In practice, since the `measurements` and `theta_radians` are contained in flatbuffer-serialized binary data, those
will be stored in a single parquet column with type `BYTE_ARRAY` (arbitrarily long byte arrays).

## Arrow and Parquet Relationship

3 Part series from Arrow project on relationship:

1. [Part 1](https://arrow.apache.org/blog/2022/10/05/arrow-parquet-encoding-part-1/)
2. [Part 2](https://arrow.apache.org/blog/2022/10/08/arrow-parquet-encoding-part-2/)
3. [Part 3](https://arrow.apache.org/blog/2022/10/17/arrow-parquet-encoding-part-3/)

## Arrow <-> Rust Struct Conversion

[Derive macro that supports arrow2](https://github.com/DataEngineeringLabs/arrow2-convert)

## Flatbuffer Reflection

We can use the flatbuffer intermediate representation to programatically access the structure of a flatbuffer. This feature is documented [here](https://google.github.io/flatbuffers/intermediate_representation.html); [this](https://jorenjoestar.github.io/post/flatbuffers_reflection_data_driven_rendering/) is one of the few articles explaining how to use this feature.

A method for building a binary flatbuffer (`.bfbs`) from a schema and reading it in using the [reflection.fbs](https://github.com/google/flatbuffers/blob/master/reflection/reflection.fbs) schema. This allows us to extract the actual structure of the flatbuffer and should make it possible to generate arrow + parquet serialization code just given a Flatbuffer idl.
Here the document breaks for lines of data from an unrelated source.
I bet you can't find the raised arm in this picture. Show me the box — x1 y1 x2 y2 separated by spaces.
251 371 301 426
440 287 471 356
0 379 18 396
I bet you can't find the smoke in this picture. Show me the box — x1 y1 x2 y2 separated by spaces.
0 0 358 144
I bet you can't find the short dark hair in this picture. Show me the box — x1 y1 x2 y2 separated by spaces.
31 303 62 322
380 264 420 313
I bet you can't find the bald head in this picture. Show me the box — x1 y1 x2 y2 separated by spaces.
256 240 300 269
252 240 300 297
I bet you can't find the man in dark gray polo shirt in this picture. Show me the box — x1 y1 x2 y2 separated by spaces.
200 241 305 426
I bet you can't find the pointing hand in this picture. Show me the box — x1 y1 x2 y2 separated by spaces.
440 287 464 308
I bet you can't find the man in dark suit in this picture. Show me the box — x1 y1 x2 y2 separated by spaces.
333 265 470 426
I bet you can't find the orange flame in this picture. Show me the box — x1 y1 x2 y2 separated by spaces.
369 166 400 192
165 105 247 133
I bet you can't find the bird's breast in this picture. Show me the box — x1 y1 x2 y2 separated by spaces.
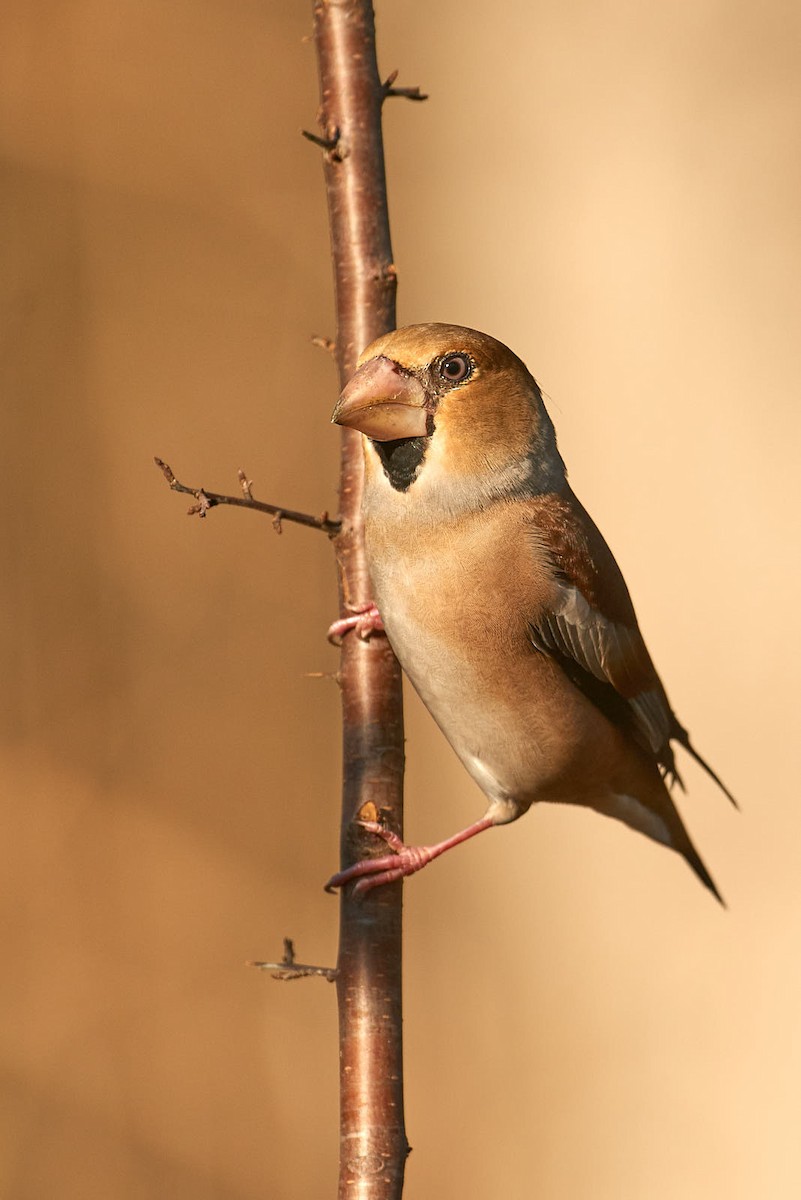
366 494 575 820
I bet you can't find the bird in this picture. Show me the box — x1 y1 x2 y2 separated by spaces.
326 323 736 904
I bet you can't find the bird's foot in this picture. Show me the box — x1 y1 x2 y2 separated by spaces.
325 817 493 895
326 604 384 646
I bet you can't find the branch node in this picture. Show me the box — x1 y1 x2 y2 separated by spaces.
237 469 253 500
381 71 428 100
301 126 349 162
312 334 337 356
250 937 338 983
153 458 342 538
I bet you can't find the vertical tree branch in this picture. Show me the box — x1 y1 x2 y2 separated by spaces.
312 0 408 1200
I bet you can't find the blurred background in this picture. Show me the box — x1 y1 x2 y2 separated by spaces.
0 0 801 1200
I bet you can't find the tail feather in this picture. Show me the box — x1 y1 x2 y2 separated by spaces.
671 722 740 811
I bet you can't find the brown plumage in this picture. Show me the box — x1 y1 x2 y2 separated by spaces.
329 324 730 899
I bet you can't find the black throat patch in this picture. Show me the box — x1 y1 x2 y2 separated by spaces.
373 438 429 492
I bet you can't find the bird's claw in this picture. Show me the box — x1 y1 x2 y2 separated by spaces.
325 821 433 896
326 604 384 646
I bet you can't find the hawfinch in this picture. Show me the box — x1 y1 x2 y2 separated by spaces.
327 324 734 900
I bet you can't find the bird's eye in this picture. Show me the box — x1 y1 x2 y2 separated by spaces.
439 354 472 383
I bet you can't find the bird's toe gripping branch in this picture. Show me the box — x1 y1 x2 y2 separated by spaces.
325 817 494 895
326 604 384 646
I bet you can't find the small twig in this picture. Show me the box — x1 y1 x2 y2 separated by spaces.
301 126 348 162
250 937 337 983
381 71 428 100
312 334 337 358
153 458 342 538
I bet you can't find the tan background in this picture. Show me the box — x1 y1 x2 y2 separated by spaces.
0 0 801 1200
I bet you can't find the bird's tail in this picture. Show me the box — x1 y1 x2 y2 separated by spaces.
670 721 740 810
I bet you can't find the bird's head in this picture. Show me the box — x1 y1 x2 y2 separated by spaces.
332 324 564 496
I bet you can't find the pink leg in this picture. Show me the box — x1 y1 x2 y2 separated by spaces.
325 817 493 895
326 604 384 646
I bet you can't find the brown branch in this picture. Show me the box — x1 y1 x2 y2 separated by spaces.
312 0 409 1200
250 937 337 983
153 458 342 538
383 71 428 100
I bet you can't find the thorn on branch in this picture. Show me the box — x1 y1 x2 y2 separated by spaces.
153 458 342 538
250 937 337 983
381 71 428 100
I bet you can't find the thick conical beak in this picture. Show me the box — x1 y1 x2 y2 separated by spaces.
331 355 427 442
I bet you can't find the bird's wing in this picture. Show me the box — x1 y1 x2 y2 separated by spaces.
528 487 737 808
531 491 681 778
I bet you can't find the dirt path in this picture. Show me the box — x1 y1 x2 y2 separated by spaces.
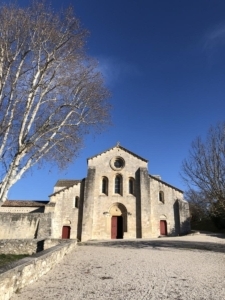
11 235 225 300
In practice, this requires the following steps:

1. Generate the binary representation of the flatbuffer schema (encoded according to `reflection.fbs`):

- Change to an example sensor flatbuffer directory from the [opensensor](https://github.com/opensensordotdev/opensensor) repository: `cd opensensor/crates/sensor_simple/flatbuffers`
- `flatc --schema --binary --bfbs-comments simple.fbs`. `--bfbs-comments` includes comments in the binary flatbuffer, which can be used to auto-comment generated Arrow + Parquet code
- This will generate `simple.bfbs`

2. Generate Flatbuffer binding code to read a flatbuffer that's been encoded according to `reflection.fbs`

- The OpenSensor library will automatically do this for Rust through the build script (see `opensensor-rs/src/reflection_generated.rs`)
- You can manually do this by navigating to the directory that contains `reflection.fbs` and execute the `flatc` command to generate code for your language of choice: `flatc --rust reflection.fbs`, `flatc --python reflection.fbs`, etc.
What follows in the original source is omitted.